この集団訴訟の対象となるのは、2018年11月8日から2026年6月8日までの期間に、イギリス国内のデバイスでiCloudを利用したユーザーです。

  • イギリス在住者:2026年6月8日時点でイギリスに居住しているユーザーは、自動的に訴訟の対象に含まれます。ただし、2028年10月8日までにオプトアウト(対象外となることを選択)することも可能です。
  • イギリス非居住者:同日時点でイギリス国外に居住しているユーザーは、2028年10月8日までにオプトイン(対象となることを選択)する必要があります。
  • 対象外:2026年6月8日以降に初めてiCloudを利用したユーザーは、今回の訴訟の対象外となります。

【管理人の視点】日本のユーザーに与える示唆

今回のAppleに対する集団訴訟はイギリスで進行しており、現時点では日本のユーザーに直接的な影響はありません。しかし、この裁判の行方は、Appleのエコシステムにおけるクラウドサービスのあり方や、巨大テック企業の市場支配力に対する世界的な見方に大きな影響を与える可能性があります。

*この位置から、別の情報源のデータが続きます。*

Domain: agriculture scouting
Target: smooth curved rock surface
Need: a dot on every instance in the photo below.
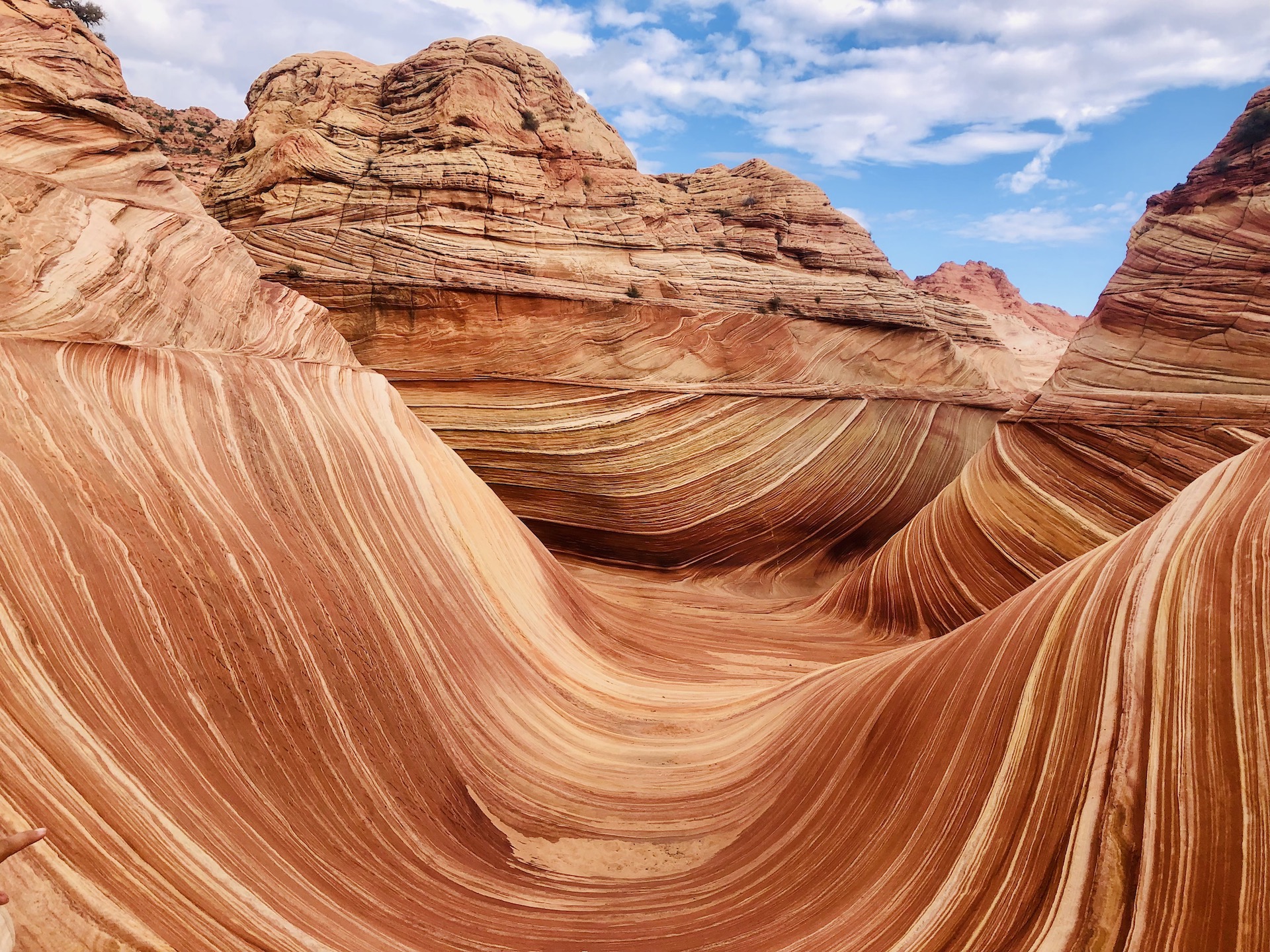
(718, 346)
(281, 673)
(194, 140)
(1169, 376)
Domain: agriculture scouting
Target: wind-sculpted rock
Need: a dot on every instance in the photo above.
(280, 673)
(194, 140)
(706, 370)
(1170, 376)
(991, 290)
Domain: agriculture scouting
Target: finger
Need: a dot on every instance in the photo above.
(19, 841)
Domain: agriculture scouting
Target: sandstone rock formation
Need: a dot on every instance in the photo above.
(1169, 376)
(194, 140)
(281, 673)
(675, 371)
(991, 290)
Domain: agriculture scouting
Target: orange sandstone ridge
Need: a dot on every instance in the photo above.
(281, 673)
(654, 371)
(194, 140)
(990, 290)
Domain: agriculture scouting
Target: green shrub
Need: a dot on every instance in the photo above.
(91, 15)
(1255, 127)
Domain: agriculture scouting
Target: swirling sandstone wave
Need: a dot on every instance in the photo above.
(281, 673)
(1170, 376)
(484, 239)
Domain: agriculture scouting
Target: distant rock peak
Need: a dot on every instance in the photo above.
(984, 286)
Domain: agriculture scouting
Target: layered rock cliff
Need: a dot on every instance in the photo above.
(991, 290)
(280, 673)
(706, 370)
(1169, 376)
(194, 140)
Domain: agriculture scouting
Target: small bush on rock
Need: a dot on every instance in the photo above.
(1255, 127)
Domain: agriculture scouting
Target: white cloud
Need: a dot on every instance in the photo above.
(1053, 226)
(611, 13)
(857, 216)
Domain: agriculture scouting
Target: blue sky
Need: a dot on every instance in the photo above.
(1021, 132)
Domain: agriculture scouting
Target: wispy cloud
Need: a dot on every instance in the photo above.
(1053, 226)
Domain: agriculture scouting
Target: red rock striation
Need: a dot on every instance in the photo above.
(1169, 376)
(988, 288)
(281, 673)
(194, 140)
(677, 371)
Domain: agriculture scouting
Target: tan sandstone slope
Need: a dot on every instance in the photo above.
(280, 673)
(1169, 376)
(991, 290)
(701, 370)
(194, 140)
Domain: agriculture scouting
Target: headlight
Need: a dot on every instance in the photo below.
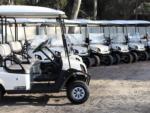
(136, 47)
(75, 51)
(118, 48)
(98, 50)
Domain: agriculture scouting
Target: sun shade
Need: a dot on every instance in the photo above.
(22, 11)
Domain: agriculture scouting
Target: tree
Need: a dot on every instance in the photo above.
(95, 9)
(75, 12)
(76, 8)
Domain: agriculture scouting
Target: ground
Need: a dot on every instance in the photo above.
(123, 88)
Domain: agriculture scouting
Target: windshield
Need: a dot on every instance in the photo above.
(118, 38)
(134, 37)
(97, 38)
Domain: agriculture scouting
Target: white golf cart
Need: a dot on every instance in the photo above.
(78, 44)
(117, 43)
(56, 44)
(143, 28)
(39, 76)
(134, 40)
(96, 40)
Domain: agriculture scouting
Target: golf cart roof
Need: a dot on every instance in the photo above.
(21, 11)
(125, 22)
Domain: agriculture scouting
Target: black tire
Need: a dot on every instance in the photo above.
(108, 60)
(116, 59)
(127, 58)
(86, 61)
(78, 87)
(144, 56)
(2, 92)
(97, 60)
(135, 56)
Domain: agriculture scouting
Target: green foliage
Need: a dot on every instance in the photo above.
(107, 9)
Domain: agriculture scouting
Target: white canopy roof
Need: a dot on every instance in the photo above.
(29, 11)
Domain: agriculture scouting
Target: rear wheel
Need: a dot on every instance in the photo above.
(2, 92)
(116, 58)
(127, 58)
(77, 92)
(108, 60)
(135, 56)
(96, 60)
(144, 56)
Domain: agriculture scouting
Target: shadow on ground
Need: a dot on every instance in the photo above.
(32, 100)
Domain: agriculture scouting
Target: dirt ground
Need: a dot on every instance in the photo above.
(122, 88)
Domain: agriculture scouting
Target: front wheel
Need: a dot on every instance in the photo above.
(135, 57)
(96, 60)
(127, 58)
(116, 59)
(108, 60)
(78, 92)
(1, 94)
(144, 56)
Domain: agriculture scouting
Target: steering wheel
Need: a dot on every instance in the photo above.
(39, 47)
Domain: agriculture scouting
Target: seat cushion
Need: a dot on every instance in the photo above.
(15, 46)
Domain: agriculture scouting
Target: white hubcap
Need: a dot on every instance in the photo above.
(78, 93)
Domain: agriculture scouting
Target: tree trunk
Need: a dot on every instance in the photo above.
(75, 12)
(11, 2)
(95, 9)
(76, 8)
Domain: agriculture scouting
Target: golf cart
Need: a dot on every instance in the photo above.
(75, 61)
(117, 43)
(143, 30)
(78, 44)
(134, 40)
(96, 41)
(39, 76)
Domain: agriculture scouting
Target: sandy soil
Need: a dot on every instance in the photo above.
(123, 88)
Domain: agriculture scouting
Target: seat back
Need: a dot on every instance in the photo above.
(16, 46)
(5, 50)
(96, 38)
(76, 39)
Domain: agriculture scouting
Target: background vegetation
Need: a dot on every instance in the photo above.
(93, 9)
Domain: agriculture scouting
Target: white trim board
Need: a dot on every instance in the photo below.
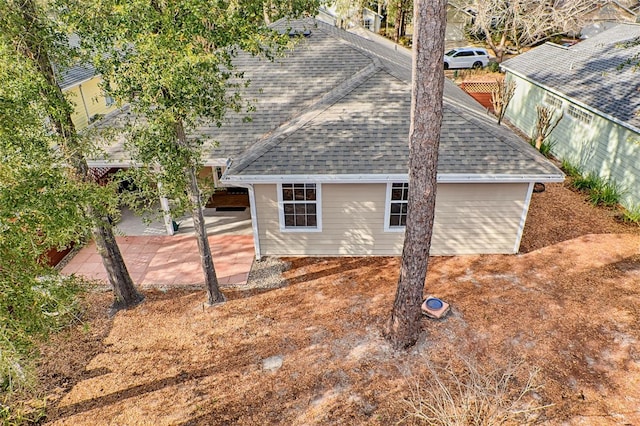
(349, 178)
(318, 203)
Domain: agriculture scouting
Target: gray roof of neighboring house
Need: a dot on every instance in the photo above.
(589, 72)
(339, 104)
(75, 75)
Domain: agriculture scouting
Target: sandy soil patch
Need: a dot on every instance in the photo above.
(569, 307)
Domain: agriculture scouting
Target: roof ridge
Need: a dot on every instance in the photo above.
(268, 141)
(492, 127)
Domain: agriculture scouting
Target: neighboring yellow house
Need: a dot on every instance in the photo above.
(82, 85)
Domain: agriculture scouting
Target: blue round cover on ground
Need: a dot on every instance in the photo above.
(434, 303)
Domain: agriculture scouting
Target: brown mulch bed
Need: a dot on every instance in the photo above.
(568, 307)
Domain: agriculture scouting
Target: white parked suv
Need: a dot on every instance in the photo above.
(466, 57)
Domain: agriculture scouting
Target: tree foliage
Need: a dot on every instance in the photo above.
(508, 26)
(40, 209)
(31, 31)
(173, 65)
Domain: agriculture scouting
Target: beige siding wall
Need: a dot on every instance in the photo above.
(477, 218)
(88, 100)
(470, 218)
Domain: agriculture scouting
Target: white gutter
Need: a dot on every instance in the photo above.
(574, 101)
(352, 178)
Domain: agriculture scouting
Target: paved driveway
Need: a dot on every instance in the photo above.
(164, 261)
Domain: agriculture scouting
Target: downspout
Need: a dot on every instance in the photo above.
(523, 218)
(84, 103)
(254, 217)
(254, 221)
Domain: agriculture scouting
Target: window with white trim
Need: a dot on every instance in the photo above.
(552, 100)
(396, 208)
(299, 206)
(579, 114)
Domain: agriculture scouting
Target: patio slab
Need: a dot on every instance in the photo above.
(170, 261)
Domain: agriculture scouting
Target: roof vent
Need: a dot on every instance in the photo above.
(300, 33)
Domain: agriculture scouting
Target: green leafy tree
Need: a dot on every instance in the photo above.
(31, 30)
(173, 65)
(40, 209)
(424, 140)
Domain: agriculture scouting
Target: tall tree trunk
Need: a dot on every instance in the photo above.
(214, 295)
(125, 292)
(397, 28)
(424, 139)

もしイギリスで消費者団体側の主張が認められれば、同様の集団訴訟が他の国々でも提起されるきっかけとなるかもしれません。日本のユーザーにとっても、Appleの無料iCloudストレージ5GBの少なさや、競合するクラウドストレージサービスとの連携性について、改めて考える機会となるでしょう。クラウドサービスの選択においては、料金だけでなく、対応デバイスや他サービスとの連携、データ移行の容易さなども考慮に入れることが重要です。

まとめ

AppleのiCloudサービスを巡る集団訴訟がイギリスで裁判に進むことになりました。これは、Appleのような巨大テック企業が自社のエコシステム内で市場支配力を不当に行使しているかどうかが問われる重要な事例です。消費者団体Which?は、AppleがiCloudユーザーを囲い込み、割高な料金を徴収していると主張しており、Appleはこれに強く反論しています。

約30億ポンドという巨額の賠償請求と、約4,000万人もの対象ユーザーを抱えるこの訴訟は、2028年10月に予定されている裁判でどのような結論が出るのか、今後のテック業界の競争環境と消費者保護のあり方に大きな影響を与えるものとして注目されます。